Town Talks: A Look At Solar Energy & Greenhouse Effect

Come learn how the laws of physics are governing climate change and our attempts at green energy  this coming TuesdayJuly 21, 6:00 p.m., Telluride Mountain Village Conference Center. Talk hosted by the Telluride Science Research Center. Admission is free. Cash bar starts at 5:30 p.m.

Joseph Subotnik, Associate Professor of Chemistry at University of Pennsylvania.

Joseph Subotnik, Associate Professor of Chemistry at University of Pennsylvania.

When we think of energy and technology—whether it’s playing solitaire on the computer or harvesting energy through solar panels—we seldom consider what makes things truly work on the subatomic scale.

Joseph Subotnik, Associate Professor of Chemistry at University of Pennsylvania, studies exactly these questions: how atoms move and interact with each other to develop energy processes.

“What we’re interested in,” Subotnik explained, “are the fundamental limitations that we go up against when we’re trying to use solar energy and also at the same time what are the fundamental processes that underlie the greenhouse effect.
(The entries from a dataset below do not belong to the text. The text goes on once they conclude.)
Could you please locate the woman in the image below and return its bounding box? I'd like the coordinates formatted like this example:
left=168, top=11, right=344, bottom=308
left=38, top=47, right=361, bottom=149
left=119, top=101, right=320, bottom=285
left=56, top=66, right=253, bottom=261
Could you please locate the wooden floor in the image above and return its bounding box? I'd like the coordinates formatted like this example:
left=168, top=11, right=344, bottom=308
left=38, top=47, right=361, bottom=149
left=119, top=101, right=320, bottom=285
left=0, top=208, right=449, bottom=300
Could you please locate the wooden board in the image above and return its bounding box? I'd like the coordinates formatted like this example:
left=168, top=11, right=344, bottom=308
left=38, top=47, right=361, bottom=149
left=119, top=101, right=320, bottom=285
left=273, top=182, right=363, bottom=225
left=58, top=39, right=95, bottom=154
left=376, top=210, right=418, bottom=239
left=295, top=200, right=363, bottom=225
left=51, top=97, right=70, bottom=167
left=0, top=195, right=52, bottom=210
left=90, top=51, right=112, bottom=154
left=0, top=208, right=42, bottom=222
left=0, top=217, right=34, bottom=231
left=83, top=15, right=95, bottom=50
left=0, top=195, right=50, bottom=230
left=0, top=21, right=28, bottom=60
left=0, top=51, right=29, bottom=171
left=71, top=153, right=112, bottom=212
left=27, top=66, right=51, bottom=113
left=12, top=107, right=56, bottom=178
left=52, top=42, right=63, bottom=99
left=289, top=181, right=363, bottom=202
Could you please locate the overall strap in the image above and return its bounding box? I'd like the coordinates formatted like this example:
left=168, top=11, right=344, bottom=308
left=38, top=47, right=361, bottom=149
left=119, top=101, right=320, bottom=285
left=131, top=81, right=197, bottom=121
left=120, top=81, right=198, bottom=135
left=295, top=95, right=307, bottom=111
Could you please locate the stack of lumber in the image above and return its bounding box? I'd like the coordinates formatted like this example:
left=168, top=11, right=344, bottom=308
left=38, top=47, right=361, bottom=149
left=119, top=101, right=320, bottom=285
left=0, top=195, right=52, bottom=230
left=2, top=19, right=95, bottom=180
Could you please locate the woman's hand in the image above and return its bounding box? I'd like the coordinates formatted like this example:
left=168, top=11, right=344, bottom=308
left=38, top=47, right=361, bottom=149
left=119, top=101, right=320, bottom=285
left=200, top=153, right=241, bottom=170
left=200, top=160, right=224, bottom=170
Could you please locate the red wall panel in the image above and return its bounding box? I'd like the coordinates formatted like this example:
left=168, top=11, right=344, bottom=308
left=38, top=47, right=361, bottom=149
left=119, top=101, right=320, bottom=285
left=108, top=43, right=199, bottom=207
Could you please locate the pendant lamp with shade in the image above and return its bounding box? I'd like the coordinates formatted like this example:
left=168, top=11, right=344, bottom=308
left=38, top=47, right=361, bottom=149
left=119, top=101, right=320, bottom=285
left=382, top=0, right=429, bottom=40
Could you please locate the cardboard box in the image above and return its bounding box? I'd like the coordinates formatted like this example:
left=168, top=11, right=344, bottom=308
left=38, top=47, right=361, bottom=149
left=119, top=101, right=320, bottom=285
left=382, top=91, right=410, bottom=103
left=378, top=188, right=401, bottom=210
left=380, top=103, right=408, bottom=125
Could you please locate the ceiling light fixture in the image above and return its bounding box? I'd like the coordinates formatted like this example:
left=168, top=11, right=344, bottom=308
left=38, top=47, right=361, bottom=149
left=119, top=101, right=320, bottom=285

All of these things can be tied to the second law of thermodynamics.”

As host of Telluride Science Research Center’s Town Talk this week, Subotnik will discuss solar energy and the greenhouse effect at 6:00 p.m. on Tuesday, July 21. Admission is free; cash bar starts at 5:30 p.m.

When using solar energy, there are inherent limitations, the principal one being the second law of thermodynamics, which basically means it’s impossible to use 100 percent of the energy harvested from the sun. There will always be some energy lost in converting solar power to electricity.

“Any energy transfer involves electrons, which are the outer part of an atom. When a photon, or light, hits an atom, it gives it energy, exciting the electron. This process causes the electrons to shoot off. To gather the energy, these excited electrons must be collected. That is fundamentally how solar energy is gathered.

“If you take photons from sunlight and all the ways you can move them and then you excite molecules and electrons to such a degree, the energy can be lost unless you know exactly how to direct it and how to move your electrons precisely in every which way,” Subotnik added.

Because these electrons travel at very high speeds, they lose energy as they hit different objects along their journey. This means that ultimately much less energy will be collected.

“The greenhouse effect can be thought of in the exact same way,” Subotnik said. “Except with solar energy, you don’t want to lose any energy, and for the greenhouse effect, you want to lose all of it.”

Subotnik is studying exactly how these electrons travel, become energized, and lose energy to better understand what goes on in a solar panel and how the earth is warming up from the atmosphere and sun.

“There will always be a limitation with what you can achieve here because of the second law of thermodynamics. So no matter what you try, you’re always at a loss,” concluded Subotnik.